The 2009-10 season was an attempt to build such a team. The 2007-08 and 2008-09 editions of the Oilers both barely missed the playoffs, and in the summer of 2009 Steve Tambellini implemented wholesale change to help the Oilers make up the narrow gap separating them from a playoff spot.
The story is familiar, so we’ll brush over it: the changes backfired, the Oilers suffered a bunch of injuries, and the team finished last in the league. Management decided to blow it all up and live in the cellar for a few years in the hope of following the example of a Pittsburgh or Chicago.
One of the major benefits was touted as being the end to those ‘mad dash for the playoffs’ teams. In the new order, the Oilers would perpetually be near the top of the league, and would be able to contend for the Stanley Cup.

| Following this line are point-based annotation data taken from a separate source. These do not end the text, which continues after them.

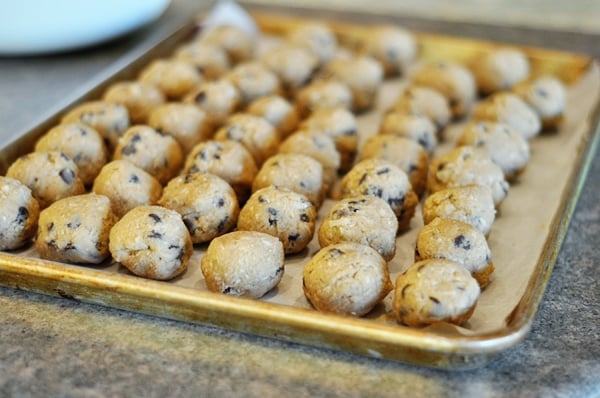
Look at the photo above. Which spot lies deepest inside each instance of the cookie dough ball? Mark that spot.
(187, 123)
(157, 153)
(253, 80)
(175, 78)
(238, 45)
(435, 290)
(547, 96)
(347, 279)
(404, 153)
(395, 48)
(207, 204)
(317, 37)
(75, 229)
(277, 111)
(218, 99)
(229, 160)
(140, 98)
(19, 212)
(80, 143)
(50, 176)
(319, 147)
(454, 81)
(243, 263)
(509, 109)
(425, 101)
(151, 242)
(255, 133)
(472, 204)
(505, 146)
(500, 70)
(466, 166)
(457, 241)
(282, 213)
(362, 74)
(323, 94)
(340, 125)
(362, 219)
(297, 172)
(108, 119)
(210, 59)
(412, 126)
(383, 180)
(127, 186)
(293, 64)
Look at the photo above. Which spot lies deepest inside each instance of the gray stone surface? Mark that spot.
(58, 347)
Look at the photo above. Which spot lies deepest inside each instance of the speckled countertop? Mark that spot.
(58, 347)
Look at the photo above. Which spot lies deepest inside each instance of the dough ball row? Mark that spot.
(224, 145)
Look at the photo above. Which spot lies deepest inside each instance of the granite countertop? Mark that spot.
(56, 347)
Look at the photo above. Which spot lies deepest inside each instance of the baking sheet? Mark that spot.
(521, 242)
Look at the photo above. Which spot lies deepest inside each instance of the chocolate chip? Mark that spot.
(67, 175)
(462, 242)
(22, 215)
(155, 217)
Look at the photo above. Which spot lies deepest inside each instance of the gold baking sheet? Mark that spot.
(524, 241)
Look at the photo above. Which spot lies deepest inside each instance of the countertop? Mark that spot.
(57, 347)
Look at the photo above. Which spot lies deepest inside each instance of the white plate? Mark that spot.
(30, 27)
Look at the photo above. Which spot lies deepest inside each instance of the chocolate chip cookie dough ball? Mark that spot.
(425, 101)
(282, 213)
(151, 242)
(317, 37)
(412, 126)
(293, 64)
(362, 219)
(383, 180)
(453, 80)
(80, 143)
(210, 59)
(229, 160)
(277, 111)
(341, 126)
(50, 176)
(175, 78)
(253, 80)
(297, 172)
(140, 98)
(394, 47)
(207, 204)
(362, 74)
(19, 212)
(500, 70)
(466, 166)
(547, 96)
(219, 99)
(505, 146)
(319, 147)
(435, 290)
(108, 119)
(255, 133)
(127, 186)
(323, 94)
(187, 123)
(238, 45)
(404, 153)
(158, 154)
(509, 109)
(75, 229)
(457, 241)
(243, 263)
(472, 204)
(347, 279)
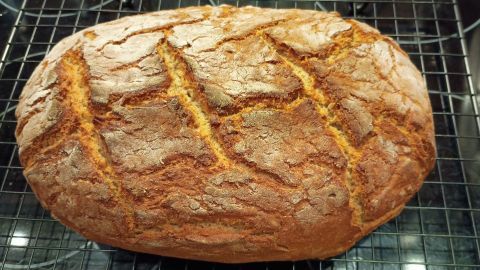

This year, however, we’ve seen definitively (and once again) that any team in a playoff series can win a playoff series. People like me acknowledged early on that the Los Angeles Kings were stronger than a traditional eighth seed, but nobody really expected Phoenix or New Jersey to still be alive in the third round. Washington, still alive in a series against New York, had a miserable season as Dale Hunter reworked the team, and if they make it to the third round that too will defy expert predictions.
While the specifics are surprising, the general trend should not have been.
In 2011, both eventual finalists barely eked out first round series victories over heavy underdogs in Montreal and Chicago. Tampa Bay, the fifth seed in the East, took Boston to seven games in the Conference Finals. In 2010, the seventh and eighth Eastern Conference seeds fought in the Conference Finals; every division winner was knocked out in the first round, while 4th-seed Pittsburgh fell in the Conference Semifinals. Carolina in 2009, Dallas and Philadelphia in 2008; since the lockout only the 2007 playoffs have failed to see a significant underdog advance to at least the third round. In 2006, the Oilers made it to the Finals and played seven games – had Dwayne Roloson not fallen to injury in the Finals, they would have won the Cup. They weren’t alone in their surprise run, either; every single first round favourite lost in the West that year.
Virtually any team can win a seven-game series. Experts (and me) sit down and try to divine the deep truths about teams before they meet in the post-season, but the simple reality is this: a hot goalie, a few lucky bounces, a weird injury, or half a dozen other things can tilt a short series in a shocking direction. Maggie the Macaque was no monkey savant (save, perhaps, for her ability to spin a wheel) but she stayed competitive with some of the most respected analysts in the game when it came to predicting playoff success.
That, in a nutshell, is the upside of eighth. Oilers fans sit back and chuckle heartily as a team like Calgary makes a desperate run at the post-season (‘hah, we used to do that!’) and then fall short, but if it was the Flames instead of the Kings advancing to a Conference Finals against Phoenix that laughter would be non-existent. It’s the reason why prices get so high for rental players at the trade deadline – every team knows that if they’re in the playoffs, they could go deep.
This isn’t an attempt to judge the long-term brilliance of the rebuild, or to espouse the irresponsible mortgaging of the future for the present, but rather a simple acknowledgement of a straight-forward and self-evident fact: if a team is in the playoffs (regardless of seed), it can win it all; if it isn’t than it can’t.
There are far worse places to be than barely inside the playoffs.